Sir Thomas went on with his suggestion. "If you and half a dozen other beginners made a sort of gallery among you, people would buy them as they do those things in the Marylebone Road and stick them up somewhere about their grounds. It would be better than keeping them and getting nothing." Hamel had in his studio at home an allegorical figure of Italia United, and another of a Prostrate Roman Catholic Church, which in his mind's eye he saw for a moment stuck here or there about the gardens of some such place as Glenbogie! Into them had been infused all the poetry of his nature and all the conviction of his intelligence. He had never dreamed of selling them. He had never dared to think that any lover of Art would encourage him to put into marble those conceptions of his genius which now adorned his studio, standing there in plaster of Paris. But to him they were so valuable, they contained so much of his thoughts, so many of his aspirations, that even had the marble counterparts been ordered and paid for nothing would have induced him to part with the originals. Now he was advised to sell them by auction in order that he might rival those grotesque tradesmen whose business it is to populate the gardens of wealthy but tasteless Britons! It was thus that the idea represented itself to him. He simply smiled; but Sir Thomas did not fail to appreciate the smile.
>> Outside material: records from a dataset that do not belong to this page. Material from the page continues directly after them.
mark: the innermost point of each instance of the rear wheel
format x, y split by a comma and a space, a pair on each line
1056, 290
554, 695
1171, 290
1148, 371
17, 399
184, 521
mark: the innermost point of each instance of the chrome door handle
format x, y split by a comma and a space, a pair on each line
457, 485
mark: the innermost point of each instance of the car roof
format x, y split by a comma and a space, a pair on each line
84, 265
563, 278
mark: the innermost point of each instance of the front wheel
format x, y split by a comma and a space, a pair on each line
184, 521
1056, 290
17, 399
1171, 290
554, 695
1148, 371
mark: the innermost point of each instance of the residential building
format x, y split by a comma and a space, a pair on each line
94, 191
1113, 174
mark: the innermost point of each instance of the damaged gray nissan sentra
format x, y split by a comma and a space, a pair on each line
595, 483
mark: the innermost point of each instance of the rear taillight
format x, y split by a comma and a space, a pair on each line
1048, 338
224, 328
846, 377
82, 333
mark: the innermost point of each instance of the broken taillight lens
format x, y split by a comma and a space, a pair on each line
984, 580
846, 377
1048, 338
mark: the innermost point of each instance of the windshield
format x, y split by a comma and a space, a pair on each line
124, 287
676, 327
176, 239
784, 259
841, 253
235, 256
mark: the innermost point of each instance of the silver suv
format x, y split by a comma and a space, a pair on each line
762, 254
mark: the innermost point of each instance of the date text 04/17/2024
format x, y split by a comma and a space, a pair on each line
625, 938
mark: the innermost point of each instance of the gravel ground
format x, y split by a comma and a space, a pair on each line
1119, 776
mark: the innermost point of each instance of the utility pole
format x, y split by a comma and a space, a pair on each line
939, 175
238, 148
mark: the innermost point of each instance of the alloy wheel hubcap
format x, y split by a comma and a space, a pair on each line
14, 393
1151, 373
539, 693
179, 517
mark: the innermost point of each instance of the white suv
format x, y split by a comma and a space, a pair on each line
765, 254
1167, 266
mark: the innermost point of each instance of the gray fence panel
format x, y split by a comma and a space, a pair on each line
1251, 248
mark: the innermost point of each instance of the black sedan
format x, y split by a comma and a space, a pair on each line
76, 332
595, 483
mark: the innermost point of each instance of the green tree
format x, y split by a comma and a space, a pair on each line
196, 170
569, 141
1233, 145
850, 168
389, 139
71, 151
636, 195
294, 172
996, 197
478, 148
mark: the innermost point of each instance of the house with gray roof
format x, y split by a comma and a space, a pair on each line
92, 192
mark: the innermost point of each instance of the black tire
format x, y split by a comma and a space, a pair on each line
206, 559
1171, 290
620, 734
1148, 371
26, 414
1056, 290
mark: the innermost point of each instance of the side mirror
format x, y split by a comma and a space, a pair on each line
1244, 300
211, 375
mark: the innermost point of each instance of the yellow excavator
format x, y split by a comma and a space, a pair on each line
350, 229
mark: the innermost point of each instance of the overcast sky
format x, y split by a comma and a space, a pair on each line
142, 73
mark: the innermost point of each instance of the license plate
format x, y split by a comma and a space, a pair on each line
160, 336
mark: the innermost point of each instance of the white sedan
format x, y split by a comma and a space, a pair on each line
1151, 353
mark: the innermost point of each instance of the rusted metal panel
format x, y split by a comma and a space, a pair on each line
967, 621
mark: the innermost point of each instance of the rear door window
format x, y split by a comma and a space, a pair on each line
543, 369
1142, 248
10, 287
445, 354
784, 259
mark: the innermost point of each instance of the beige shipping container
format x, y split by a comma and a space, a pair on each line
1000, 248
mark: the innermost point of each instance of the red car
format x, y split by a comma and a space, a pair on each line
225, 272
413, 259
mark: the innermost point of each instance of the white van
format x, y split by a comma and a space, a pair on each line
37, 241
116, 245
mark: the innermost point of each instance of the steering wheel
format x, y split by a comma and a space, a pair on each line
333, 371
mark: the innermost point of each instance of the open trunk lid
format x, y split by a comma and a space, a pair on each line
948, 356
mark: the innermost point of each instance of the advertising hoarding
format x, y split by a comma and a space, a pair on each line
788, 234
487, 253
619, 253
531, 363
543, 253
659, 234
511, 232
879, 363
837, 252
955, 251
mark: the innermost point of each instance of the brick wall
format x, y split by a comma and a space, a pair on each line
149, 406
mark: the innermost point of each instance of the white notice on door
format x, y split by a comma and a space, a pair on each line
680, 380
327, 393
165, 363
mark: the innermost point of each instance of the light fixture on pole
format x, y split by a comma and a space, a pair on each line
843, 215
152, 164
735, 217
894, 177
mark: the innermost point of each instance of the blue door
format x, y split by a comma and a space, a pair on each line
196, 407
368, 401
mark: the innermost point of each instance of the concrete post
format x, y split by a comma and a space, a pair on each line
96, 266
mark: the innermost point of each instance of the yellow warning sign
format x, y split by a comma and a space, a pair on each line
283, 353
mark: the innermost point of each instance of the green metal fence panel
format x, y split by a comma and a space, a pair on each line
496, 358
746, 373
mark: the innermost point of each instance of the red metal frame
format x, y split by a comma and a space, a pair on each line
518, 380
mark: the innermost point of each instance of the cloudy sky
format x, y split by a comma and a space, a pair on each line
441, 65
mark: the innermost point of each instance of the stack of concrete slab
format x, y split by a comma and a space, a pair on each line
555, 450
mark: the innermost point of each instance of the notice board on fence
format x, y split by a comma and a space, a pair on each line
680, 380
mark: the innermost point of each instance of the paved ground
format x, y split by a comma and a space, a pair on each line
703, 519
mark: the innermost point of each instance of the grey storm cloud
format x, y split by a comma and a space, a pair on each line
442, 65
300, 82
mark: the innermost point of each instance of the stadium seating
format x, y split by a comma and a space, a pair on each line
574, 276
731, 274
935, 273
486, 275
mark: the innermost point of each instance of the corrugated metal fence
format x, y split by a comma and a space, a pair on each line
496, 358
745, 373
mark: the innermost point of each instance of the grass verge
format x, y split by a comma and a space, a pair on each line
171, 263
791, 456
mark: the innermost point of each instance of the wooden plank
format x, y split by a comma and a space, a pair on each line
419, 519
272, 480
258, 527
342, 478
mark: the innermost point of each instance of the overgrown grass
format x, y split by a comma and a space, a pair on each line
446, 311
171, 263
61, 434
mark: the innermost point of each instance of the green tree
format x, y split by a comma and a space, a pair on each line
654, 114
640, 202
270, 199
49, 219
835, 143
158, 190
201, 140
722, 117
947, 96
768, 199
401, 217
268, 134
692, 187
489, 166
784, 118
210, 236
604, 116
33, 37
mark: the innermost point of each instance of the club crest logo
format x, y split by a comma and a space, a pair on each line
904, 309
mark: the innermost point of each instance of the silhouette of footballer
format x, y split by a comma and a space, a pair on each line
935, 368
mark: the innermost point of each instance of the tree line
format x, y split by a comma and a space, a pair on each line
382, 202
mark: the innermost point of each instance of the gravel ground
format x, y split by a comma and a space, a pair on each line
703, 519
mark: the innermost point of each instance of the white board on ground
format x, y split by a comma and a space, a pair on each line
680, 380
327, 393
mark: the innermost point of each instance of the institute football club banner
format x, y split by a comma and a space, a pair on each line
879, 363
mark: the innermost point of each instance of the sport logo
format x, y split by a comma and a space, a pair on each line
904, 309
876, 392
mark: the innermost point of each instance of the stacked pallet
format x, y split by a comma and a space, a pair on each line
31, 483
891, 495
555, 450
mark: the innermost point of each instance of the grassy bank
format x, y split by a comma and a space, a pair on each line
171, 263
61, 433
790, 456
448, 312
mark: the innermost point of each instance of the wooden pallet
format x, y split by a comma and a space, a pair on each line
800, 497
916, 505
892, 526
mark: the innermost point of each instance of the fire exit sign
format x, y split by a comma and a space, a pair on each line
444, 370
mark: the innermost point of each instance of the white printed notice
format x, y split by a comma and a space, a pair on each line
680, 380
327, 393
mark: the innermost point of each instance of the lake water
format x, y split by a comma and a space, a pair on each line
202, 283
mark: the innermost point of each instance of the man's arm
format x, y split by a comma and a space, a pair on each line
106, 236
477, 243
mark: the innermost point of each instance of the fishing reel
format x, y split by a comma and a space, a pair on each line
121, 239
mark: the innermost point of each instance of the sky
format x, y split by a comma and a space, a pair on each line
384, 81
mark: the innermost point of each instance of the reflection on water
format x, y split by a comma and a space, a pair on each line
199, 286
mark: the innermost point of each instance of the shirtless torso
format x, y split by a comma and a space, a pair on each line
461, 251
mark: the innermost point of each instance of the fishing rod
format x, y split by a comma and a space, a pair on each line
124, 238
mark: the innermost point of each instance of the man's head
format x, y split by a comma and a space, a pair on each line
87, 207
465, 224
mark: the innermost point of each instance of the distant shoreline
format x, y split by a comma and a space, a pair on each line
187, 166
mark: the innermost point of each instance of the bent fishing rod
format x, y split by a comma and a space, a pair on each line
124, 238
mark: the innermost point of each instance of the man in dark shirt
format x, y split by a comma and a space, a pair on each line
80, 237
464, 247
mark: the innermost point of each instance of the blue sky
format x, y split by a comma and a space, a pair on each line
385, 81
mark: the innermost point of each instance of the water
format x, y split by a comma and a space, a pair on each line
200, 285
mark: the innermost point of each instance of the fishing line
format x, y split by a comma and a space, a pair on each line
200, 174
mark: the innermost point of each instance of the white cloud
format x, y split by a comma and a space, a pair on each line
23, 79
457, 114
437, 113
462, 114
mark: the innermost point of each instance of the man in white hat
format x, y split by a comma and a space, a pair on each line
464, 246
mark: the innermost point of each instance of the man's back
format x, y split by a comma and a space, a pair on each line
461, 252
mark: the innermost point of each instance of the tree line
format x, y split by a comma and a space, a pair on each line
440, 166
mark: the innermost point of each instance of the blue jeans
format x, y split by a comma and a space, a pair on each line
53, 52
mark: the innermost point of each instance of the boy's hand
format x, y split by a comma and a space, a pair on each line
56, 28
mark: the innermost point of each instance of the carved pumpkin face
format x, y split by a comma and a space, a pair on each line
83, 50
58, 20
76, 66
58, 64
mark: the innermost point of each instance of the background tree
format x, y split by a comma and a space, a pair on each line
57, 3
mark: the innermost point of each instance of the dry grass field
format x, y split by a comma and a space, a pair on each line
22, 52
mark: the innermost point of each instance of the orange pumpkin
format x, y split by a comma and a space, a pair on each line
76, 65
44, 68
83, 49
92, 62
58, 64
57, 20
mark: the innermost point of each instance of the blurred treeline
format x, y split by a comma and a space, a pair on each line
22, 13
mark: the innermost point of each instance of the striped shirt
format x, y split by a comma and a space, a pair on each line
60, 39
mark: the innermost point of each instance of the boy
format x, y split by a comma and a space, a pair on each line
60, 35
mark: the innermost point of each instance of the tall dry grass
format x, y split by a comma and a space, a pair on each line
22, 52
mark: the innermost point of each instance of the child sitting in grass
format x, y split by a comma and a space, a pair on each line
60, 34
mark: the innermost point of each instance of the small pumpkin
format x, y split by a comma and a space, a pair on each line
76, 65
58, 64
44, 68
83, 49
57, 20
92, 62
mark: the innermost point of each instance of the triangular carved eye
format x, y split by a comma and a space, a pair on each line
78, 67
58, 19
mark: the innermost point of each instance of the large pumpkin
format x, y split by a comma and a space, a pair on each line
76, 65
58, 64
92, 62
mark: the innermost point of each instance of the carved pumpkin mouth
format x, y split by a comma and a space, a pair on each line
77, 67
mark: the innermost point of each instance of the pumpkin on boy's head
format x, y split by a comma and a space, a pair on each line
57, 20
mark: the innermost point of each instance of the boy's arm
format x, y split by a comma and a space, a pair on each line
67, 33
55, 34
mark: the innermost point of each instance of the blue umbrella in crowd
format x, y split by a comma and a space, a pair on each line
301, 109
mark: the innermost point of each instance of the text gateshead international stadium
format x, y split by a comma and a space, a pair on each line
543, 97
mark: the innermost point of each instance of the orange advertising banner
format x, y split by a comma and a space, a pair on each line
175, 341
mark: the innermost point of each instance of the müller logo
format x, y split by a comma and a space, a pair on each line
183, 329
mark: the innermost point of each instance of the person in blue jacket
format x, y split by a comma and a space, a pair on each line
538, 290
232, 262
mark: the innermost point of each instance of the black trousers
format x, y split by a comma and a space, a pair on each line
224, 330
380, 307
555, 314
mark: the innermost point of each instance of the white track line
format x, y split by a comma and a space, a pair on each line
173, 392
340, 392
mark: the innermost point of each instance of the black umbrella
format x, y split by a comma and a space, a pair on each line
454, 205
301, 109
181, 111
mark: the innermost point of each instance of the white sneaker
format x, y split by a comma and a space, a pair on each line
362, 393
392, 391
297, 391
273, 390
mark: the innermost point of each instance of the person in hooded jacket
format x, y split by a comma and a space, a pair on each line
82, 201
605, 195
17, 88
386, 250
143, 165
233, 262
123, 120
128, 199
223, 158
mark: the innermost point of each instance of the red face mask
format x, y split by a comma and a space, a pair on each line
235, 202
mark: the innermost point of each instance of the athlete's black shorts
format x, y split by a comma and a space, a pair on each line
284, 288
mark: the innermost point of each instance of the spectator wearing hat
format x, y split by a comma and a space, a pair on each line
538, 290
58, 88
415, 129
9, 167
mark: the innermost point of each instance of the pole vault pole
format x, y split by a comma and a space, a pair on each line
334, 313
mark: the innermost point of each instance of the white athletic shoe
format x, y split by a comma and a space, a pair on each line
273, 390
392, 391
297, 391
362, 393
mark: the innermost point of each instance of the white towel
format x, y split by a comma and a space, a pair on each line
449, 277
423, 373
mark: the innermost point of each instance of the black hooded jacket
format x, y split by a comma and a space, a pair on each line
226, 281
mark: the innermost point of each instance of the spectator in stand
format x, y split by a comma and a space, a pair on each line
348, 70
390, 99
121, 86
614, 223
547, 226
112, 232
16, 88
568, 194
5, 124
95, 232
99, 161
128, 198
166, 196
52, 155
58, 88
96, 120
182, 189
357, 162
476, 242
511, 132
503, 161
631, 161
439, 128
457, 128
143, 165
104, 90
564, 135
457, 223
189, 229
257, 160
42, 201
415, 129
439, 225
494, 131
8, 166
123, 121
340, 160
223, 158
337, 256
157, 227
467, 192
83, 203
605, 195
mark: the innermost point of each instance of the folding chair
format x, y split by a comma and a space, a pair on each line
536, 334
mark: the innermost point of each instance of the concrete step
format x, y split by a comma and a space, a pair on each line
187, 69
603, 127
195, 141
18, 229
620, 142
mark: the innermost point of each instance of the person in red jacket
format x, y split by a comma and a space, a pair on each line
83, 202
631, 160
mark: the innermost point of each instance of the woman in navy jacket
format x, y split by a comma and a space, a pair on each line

"And now about this young lady?" said Sir Thomas, not altogether in so good a humour as he had been when he began his suggestion.
"It's a bad look out for her when, as you say, you cannot sell your work when you've done it.""I think you do not quite understand the matter, Sir Thomas.""Perhaps not. It certainly does seem unintelligible that a man should lumber himself up with a lot of things which he cannot sell. A tradesman would know that he must get into the bankruptcy court if he were to go on like that. And what is sauce for the goose will be sauce for the gander also." Mr Hamel again smiled but held his tongue. "If you can't sell your wares how can you keep a wife?""My wares, as you call them, are of two kinds. One, though no doubt made for sale, is hardly saleable. The other is done to order. Such income as I make comes from the latter.""Heads," suggested Sir Thomas.
"Busts they are generally called."
"Well, busts. I call them heads. They are heads. A bust, I take it, is -- well, never mind." Sir Thomas found a difficulty in defining his idea of a bust. "A man wants to have something more or less like someone to put up in a church and then he pays you.""Or perhaps in his library. But he can put it where he likes when he has bought it.""Just so. But there ain't many of those come in your way, if I understand right.""Not as many as I would wish."